Max looked momentarily confused. “Look … sir … I need you to settle down. I need you stop … whatever you’re doing and act right, okay? No one wants to hurt you, so —”


“God, you’re all so fucking stupid,” whispered Fayne. He turned to Swann. “You! You understand what’s going on. Tell them. For God’s sake, tell them to kill me.”


The orderlies glanced at Swann. So did Alice Feldman, who was finally slowing the flow of blood.


“Tell them what I am!” screamed Fayne. “Tell them that I’m a goddamned vampire!”


— 20 —


October 12, 8:24 p.m.


Bellevue Hospital


Zero Days until the V-Event


Yuki Nitobe cried out and nearly dropped her cell.


The digital image fed to her iPhone from the hidden camera carried a crystal clear picture and great sound quality.


She saw and heard everything.


Everything.


“Oh my … GOD!”


Part of her wanted to laugh. This was insane. It was bad comedy. It was some kind of trick the cops were playing on a mentally disturbed patient.


Part of her wanted to run. Those bottomless dark eyes. That voice.


Part of her need to stay right there. Watching. Recording.


Getting ready to become the most famous reporter in the history of journalism.


That part of her forced her to sit there in the empty office and keep watching. But a bead of cold sweat crept crookedly down from her throat to between her breasts, right over her wildly beating heart.


— 21 —


October 12, 8:28 p.m.


Zero Days until the V-Event


“Vampire?” one of the orderlies, a big redhead, barked out the word and then laughed. “What the hairy fuck are you — ?”


“Shut up,” snapped Swann, Schmidt and Feldman all at the same time.


The room crashed into a hard silence.


“Tell them,” said Fayne, but his voice was weaker now, paler. Broken.

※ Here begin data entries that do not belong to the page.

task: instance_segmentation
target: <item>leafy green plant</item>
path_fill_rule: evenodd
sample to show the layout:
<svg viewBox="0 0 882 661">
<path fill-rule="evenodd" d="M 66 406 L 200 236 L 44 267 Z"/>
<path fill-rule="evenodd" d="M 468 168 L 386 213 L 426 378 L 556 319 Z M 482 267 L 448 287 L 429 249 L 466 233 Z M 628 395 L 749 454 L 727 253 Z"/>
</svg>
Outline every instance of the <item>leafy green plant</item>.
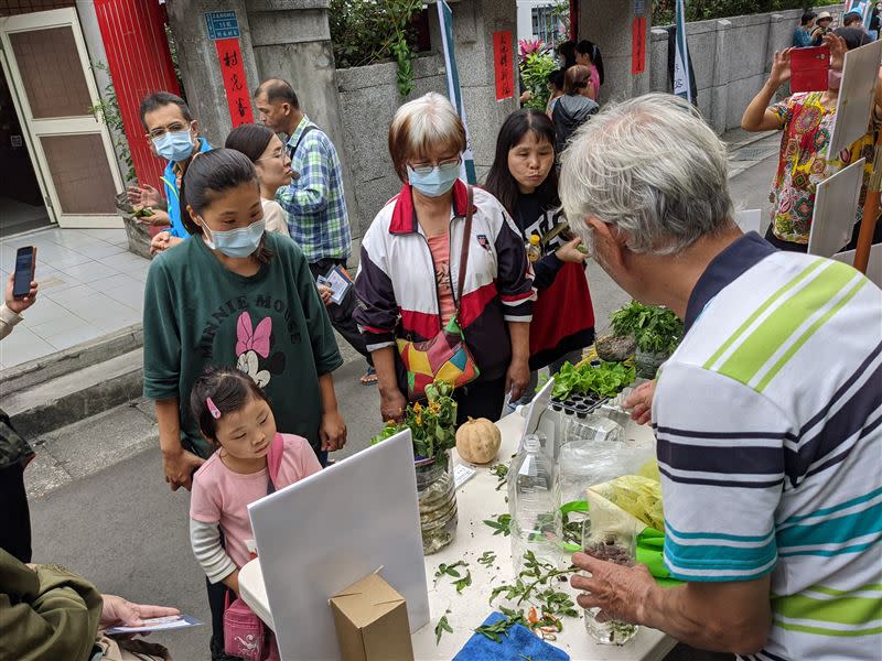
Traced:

Max fished some clean tissues out of his pocket and handed them to Feldman. “Doc, you need to get out of here. We need to get that looked at.”


Alice Feldman shook her head in irritation.


“Professor Swann?” she said.


Swann wanted so badly to just bolt out of the door and get the hell away from here. Far away from here.


“Luther,” murmured Schmidt, and it was the first time the detective had used his first name.


Swann took a deep breath and tried to clear the terror off his face.


“Mr. Fayne … Michael … ,” he began, “do you know what’s happening? Do you really understand it?”


Fayne’s dark eyes were inhuman, but his tears were not. He slowly shook his head.


“We can’t rush to slap a label on this, Michael,” continued Swann. “You understand that, right?”


Fayne nodded. A sob broke in his chest.


Swann took a step forward, paused for another steadying breath, and then went all the way around to the side of the bed. He gently pushed past Max and stood close to the restrained man.


“I know how all this looks,” Swann said, “but you need to understand that we’re not looking to simply solve some crimes and —”


“Murders,” interrupted Fayne bitterly. “Don’t pussy around with it. Call it what it is. You got to have the balls to at least do that much.”


Swann glanced at Schmidt, who gave a tight little nod.


“Murders,” said Swann reluctantly; and yet saying it seemed to steady him. Murders were still part of this world. “We’re not just trying to solve murders. You understand that, right? If it were just about that, they would never have brought me in and they would never have brought you here.”


Fayne considered that, and nodded.


“This is bigger than that,” continued Swann. “This goes deeper than that. We need to know what caused this.”


“ ‘Caused it’?”


Swann nodded. “When we were speaking earlier, you told me that this happens during blackouts, and that the blackouts — this kind of blackout — something that only recently started happening to you. Do you remember telling me that?”